1
    Every night I sleep and visit death in small forms.
    We kiss, a new Rrose blooms.
    I do not fear this.
    Are you afraid that time before you were born?
    I am afraid of the moments before dying, I think
  
more than I am afraid of the dying.
2
    Every time I see my sisters I talk about the
 
    priestesses. For a while I thought I was only
    transsexual due to global warming. The social
    animal’s desire to prevent reproduction in a dying world.
    The rejection of a
                    —
    masculinity broken. This is untrue.
    They were girls like me. Sumerian. Old.
    They thought my thoughts. I wish I could be like them.
    Listen, this next part is important and I mean it literally.
    Every sister is divine so divine.
  
3
    Every girl should be asked. Why not sneeze
    Rrose Sélavy. Why not ask the same questions as the
    first woman did, first like me. Cut from the
    imperfect body of a man before her is her
    gravestone
    Yves or Eve.
  
3 and a half
I take her blue-tablet-sacrament
    with the rising and setting sun.
    We look to the same sky but
    she sees more stars. Why not sneeze. Why not. Think.

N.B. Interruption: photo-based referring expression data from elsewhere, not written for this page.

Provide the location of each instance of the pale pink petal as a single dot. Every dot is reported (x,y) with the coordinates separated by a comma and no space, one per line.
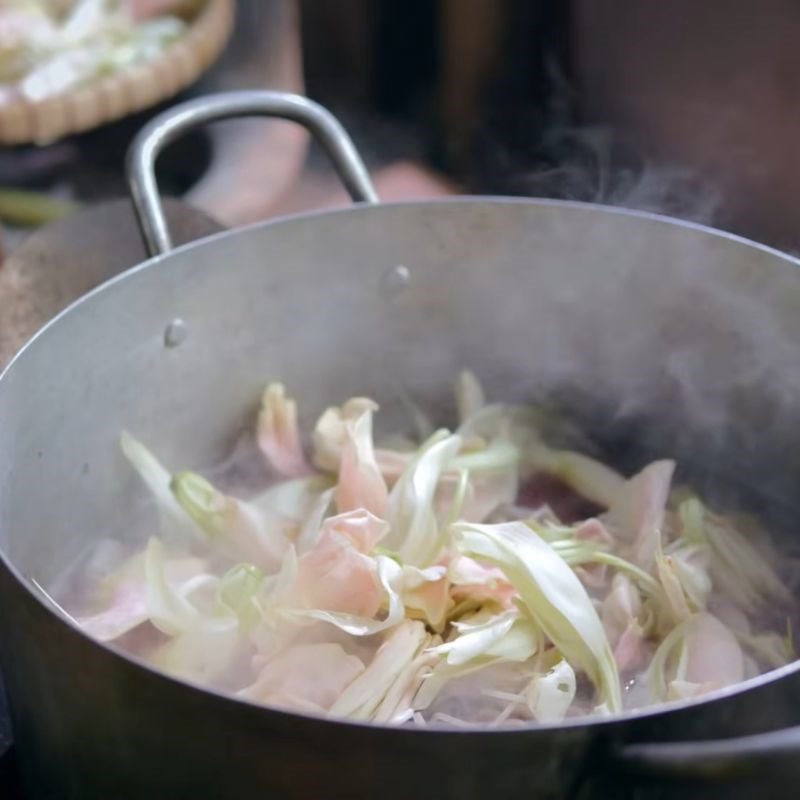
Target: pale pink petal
(637,513)
(128,610)
(471,579)
(307,677)
(632,652)
(593,530)
(330,432)
(361,527)
(620,607)
(335,576)
(278,433)
(392,463)
(713,653)
(594,576)
(428,592)
(360,483)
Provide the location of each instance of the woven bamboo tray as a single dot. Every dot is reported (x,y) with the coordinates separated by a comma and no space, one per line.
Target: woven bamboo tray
(125,92)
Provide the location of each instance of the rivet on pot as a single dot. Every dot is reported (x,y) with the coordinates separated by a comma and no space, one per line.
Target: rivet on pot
(175,333)
(395,280)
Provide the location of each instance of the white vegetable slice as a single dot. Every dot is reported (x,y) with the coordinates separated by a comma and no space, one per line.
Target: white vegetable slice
(553,595)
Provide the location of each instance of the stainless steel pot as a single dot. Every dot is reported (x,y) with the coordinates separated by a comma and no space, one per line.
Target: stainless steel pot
(682,339)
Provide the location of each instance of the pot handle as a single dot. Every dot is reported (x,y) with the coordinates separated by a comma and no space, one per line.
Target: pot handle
(755,756)
(179,120)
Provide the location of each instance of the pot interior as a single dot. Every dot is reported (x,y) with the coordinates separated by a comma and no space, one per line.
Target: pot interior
(660,338)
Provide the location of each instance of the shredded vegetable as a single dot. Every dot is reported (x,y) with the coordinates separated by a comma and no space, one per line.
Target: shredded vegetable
(413,582)
(50,46)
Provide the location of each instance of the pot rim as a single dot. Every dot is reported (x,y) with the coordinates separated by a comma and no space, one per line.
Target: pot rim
(576,723)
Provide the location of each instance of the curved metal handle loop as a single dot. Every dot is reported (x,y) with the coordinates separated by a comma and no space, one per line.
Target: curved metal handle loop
(179,120)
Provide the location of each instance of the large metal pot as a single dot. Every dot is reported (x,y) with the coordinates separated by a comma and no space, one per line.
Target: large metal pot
(684,338)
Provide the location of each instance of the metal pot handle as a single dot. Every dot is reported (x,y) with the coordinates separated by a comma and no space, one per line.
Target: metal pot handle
(754,756)
(179,120)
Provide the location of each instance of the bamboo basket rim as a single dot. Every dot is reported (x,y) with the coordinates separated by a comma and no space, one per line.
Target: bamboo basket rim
(126,92)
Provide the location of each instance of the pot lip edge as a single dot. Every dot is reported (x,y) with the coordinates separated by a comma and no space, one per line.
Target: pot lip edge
(585,722)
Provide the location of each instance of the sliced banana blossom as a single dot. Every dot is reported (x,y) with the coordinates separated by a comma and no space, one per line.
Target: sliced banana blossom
(241,527)
(471,579)
(414,532)
(360,483)
(552,594)
(330,433)
(305,677)
(549,696)
(362,698)
(426,592)
(637,513)
(278,434)
(699,655)
(337,575)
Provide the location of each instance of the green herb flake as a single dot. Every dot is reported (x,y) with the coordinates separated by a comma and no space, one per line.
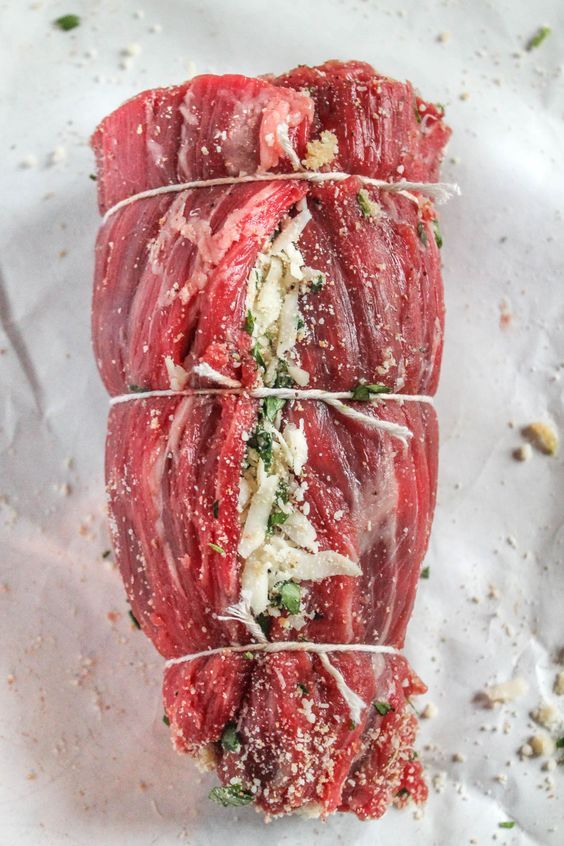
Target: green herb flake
(134,619)
(231,794)
(230,740)
(367,207)
(283,378)
(67,22)
(257,355)
(265,622)
(290,595)
(261,441)
(271,406)
(249,323)
(537,39)
(318,283)
(363,393)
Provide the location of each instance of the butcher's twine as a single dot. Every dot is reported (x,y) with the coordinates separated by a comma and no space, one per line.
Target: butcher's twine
(241,613)
(439,191)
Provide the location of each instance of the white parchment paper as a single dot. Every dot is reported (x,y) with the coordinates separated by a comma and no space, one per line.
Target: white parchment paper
(85,758)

    She did not have words but she did question
    like us.
A question I think we keep coming back to—
Were there faggots like me in Eden?
For it to be Eden, there must have been.
Why not build myths, Rrose Sélavy
4
    One small question.
    When does a tree stop being a tree.
    I cut the root of
    a tree and it is a tree.I cut the branch and it is a tree. I cut
    the leaf and it is
Final.
Let us start again.
    every time I sit to
    write, I meet you and
    try to meet you as
    an equal on this page
    . but I am afraid so
    the I in this space
    is not me speaking to
    you the reader. the I
  
    is, I hope, is someone
    who will live longer than
    me, even if I live
    longer than a statistic says
  
    my heart will beat for.
    you. my heart will beat.
    alone and unpretentious. for you
    . no more. then stillness
  
A Rrose then Blooms
Take me out take me out take me out take me
  in hands so gentle in a way I can feel safe.

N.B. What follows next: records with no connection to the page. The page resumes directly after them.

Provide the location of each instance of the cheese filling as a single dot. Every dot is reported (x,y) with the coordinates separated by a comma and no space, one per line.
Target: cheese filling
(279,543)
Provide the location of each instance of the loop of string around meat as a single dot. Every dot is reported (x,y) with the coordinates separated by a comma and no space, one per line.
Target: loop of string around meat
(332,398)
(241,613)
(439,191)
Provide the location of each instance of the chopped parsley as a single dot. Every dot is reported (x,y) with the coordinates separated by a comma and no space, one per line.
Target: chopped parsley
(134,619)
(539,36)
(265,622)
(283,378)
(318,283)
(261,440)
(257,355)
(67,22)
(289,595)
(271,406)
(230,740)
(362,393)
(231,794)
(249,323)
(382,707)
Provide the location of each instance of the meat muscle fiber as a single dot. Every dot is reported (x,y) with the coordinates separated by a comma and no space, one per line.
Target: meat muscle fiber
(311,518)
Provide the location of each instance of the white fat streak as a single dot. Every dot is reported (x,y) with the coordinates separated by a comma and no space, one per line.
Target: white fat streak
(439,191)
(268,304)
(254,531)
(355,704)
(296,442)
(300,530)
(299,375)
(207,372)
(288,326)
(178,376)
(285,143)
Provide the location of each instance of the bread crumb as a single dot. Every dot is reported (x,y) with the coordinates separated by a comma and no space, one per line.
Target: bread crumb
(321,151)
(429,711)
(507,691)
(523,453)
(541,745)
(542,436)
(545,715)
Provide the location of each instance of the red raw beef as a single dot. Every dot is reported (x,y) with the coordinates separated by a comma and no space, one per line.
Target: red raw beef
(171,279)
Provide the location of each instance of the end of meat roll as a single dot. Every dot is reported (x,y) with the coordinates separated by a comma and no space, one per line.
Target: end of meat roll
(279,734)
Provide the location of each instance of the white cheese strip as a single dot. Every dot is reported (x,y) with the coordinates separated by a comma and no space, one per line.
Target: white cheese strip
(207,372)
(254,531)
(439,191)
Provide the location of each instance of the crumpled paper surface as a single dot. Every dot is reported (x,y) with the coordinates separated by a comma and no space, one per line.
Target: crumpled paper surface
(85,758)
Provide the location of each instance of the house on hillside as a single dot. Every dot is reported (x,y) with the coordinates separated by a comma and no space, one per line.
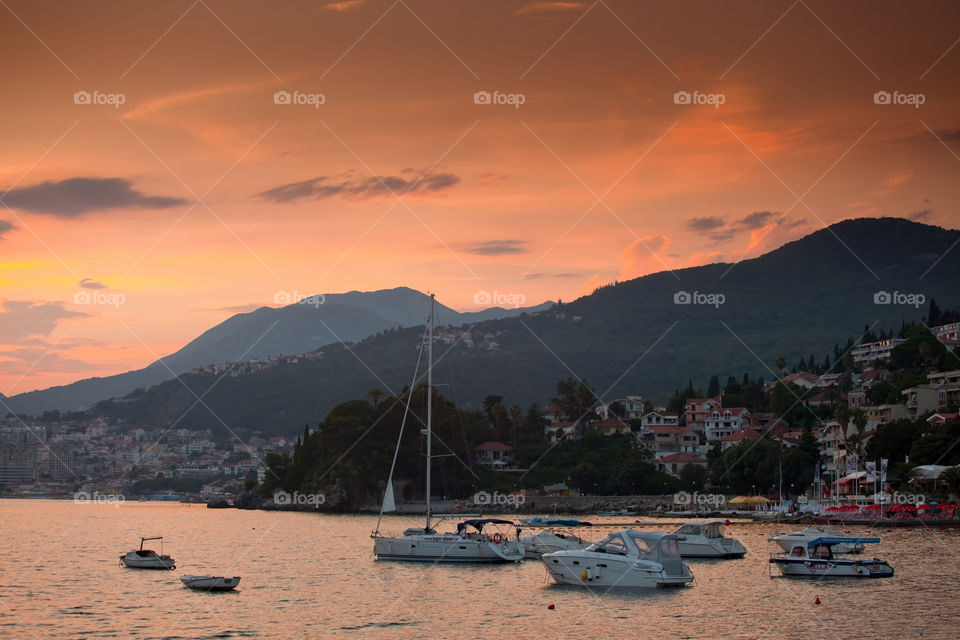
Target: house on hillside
(493,455)
(674,464)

  Knowing you’re rough with years of false pretense.
 
  Knowing your conviction in the past as void
  as the unlife as the debt we paid to us
  to burn as fags as supernova white hot.
  Did you think this was a gift you could return?
  You would never return | you would never die
  the death only we can. I tell you that I’m
  only mean to you because it gets you off.
  I could find you devotions less abject and
  be gentle like the world cannot, numbing pain.
  You laugh. Call me a sweet girl, then you rebut:
  Take me out take me out take me out take me.